Le rôle de l’IMC dans la nouvelle définition

L’IMC n’est pas abandonné, mais il n’est plus suffisant à lui seul.

La nouvelle approche recommande de l’associer à :

  • le tour de taille

  • la composition corporelle

  • l’évaluation des complications

  • l’impact fonctionnel et métabolique

L’IMC devient un outil de dépistage, et non un critère diagnostique unique.

Ce que cette nouvelle définition change pour les patients

Cette évolution est majeure :

  • elle reconnaît l’obésité comme une maladie chronique, multifactorielle

  • elle limite la culpabilisation des patients

  • elle permet une prise en charge plus personnalisée

  • elle justifie un accès plus cohérent aux traitements médicaux, endoscopiques ou chirurgicaux

En pratique, le traitement n’est plus basé uniquement sur le poids, mais sur le bénéfice médical attendu.

Quelles conséquences pour la prise en charge de l’obésité en France ?

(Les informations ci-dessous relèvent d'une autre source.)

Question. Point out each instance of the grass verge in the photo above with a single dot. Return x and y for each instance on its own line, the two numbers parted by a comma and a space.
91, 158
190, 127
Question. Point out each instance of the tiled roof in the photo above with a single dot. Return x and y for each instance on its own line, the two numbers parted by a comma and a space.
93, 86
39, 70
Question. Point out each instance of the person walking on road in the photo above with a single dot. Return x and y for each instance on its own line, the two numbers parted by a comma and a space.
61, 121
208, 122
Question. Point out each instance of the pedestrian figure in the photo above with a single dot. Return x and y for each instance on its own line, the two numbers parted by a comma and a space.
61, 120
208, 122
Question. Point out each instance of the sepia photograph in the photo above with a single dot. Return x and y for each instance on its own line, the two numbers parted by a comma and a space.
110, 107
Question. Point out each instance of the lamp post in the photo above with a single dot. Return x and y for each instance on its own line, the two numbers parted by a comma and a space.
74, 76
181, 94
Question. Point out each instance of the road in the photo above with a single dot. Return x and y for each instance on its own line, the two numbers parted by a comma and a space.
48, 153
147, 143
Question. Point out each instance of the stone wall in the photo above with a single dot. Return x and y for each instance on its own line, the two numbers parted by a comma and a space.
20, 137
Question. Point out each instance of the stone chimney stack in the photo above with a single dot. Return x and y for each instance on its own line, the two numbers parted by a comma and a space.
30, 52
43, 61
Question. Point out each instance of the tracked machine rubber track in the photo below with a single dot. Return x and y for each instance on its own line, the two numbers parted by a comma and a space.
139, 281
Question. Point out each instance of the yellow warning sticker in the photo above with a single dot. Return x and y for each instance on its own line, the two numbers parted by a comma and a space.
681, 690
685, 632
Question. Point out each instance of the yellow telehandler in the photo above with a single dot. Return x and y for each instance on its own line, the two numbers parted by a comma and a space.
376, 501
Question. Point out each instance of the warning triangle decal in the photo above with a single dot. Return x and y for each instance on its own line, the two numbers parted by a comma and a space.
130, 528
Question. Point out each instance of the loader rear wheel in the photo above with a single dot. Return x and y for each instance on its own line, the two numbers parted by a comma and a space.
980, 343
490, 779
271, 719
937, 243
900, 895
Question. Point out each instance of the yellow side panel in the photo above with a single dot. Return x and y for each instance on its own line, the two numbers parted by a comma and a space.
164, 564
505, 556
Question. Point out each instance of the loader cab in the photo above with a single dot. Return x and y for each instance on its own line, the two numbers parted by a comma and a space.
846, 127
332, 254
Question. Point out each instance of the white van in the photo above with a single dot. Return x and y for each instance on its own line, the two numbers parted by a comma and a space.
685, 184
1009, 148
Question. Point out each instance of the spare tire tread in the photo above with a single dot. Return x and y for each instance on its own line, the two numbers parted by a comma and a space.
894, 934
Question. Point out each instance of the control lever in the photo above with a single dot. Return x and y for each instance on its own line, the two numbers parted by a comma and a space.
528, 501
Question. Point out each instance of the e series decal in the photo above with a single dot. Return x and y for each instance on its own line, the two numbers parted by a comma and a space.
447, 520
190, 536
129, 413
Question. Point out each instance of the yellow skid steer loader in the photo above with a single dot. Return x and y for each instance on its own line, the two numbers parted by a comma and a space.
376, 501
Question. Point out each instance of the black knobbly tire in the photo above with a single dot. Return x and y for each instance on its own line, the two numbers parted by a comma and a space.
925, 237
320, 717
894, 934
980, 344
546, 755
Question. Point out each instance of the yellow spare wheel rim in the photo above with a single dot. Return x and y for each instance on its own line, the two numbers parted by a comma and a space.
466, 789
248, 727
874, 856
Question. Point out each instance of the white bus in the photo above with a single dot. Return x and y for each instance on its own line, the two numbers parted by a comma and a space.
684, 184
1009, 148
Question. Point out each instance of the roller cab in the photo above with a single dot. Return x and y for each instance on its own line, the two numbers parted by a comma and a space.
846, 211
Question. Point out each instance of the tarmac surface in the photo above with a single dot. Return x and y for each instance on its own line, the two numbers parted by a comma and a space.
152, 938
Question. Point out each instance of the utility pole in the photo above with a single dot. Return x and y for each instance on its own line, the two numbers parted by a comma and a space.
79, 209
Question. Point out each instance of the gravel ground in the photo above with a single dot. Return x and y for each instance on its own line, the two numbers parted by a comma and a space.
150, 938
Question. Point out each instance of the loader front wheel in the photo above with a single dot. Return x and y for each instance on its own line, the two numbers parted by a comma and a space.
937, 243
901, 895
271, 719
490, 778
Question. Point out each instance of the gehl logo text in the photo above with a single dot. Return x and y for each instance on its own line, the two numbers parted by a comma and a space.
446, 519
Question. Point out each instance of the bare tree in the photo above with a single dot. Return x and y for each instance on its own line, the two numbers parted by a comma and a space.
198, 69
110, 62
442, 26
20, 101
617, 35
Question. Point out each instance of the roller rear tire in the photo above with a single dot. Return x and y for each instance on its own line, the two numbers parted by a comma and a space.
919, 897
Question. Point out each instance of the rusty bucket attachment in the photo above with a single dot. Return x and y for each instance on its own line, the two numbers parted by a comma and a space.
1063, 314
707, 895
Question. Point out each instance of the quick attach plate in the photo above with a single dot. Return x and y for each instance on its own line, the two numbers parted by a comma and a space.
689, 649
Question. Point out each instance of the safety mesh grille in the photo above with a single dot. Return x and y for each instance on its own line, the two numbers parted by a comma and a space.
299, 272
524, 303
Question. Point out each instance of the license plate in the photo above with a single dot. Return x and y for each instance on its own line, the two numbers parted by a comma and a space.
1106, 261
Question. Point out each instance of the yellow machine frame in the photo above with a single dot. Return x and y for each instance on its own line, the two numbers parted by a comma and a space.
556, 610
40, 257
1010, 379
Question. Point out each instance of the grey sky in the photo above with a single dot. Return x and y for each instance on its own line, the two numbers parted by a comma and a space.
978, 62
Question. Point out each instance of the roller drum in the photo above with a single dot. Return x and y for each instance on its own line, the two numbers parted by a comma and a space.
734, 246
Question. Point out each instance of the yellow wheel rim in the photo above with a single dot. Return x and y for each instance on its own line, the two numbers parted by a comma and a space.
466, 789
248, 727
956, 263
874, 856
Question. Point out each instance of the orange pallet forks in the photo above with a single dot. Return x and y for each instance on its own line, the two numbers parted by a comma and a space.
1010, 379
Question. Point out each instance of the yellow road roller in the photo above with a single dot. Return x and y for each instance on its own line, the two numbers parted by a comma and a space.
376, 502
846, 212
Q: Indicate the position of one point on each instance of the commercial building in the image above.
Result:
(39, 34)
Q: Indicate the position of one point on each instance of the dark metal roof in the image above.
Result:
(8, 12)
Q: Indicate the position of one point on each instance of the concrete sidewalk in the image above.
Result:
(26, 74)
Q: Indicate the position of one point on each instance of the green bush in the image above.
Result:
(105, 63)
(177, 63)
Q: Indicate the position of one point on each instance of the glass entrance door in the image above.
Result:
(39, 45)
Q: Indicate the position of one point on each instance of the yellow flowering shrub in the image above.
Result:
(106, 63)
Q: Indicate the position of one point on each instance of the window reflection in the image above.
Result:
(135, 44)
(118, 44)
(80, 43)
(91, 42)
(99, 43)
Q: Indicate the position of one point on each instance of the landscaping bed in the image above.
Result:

Cette nouvelle définition soutient :

  • une meilleure reconnaissance médicale de l’obésité

  • une orientation plus précoce vers des soins spécialisés

  • une approche graduée : nutritionnelle, médicale, endoscopique, chirurgicale

  • une individualisation des stratégies thérapeutiques

Elle pourrait, à terme, influencer :

  • les recommandations officielles

  • les critères d’accès aux traitements

  • la reconnaissance administrative et sociale de la maladie

À retenir

  • L’obésité ne se résume plus à un IMC

  • Elle est définie par l’impact du tissu adipeux sur la santé

  • Deux formes sont distinguées : préclinique et clinique

  • Cette nouvelle définition améliore la compréhension, la prévention et la prise en charge.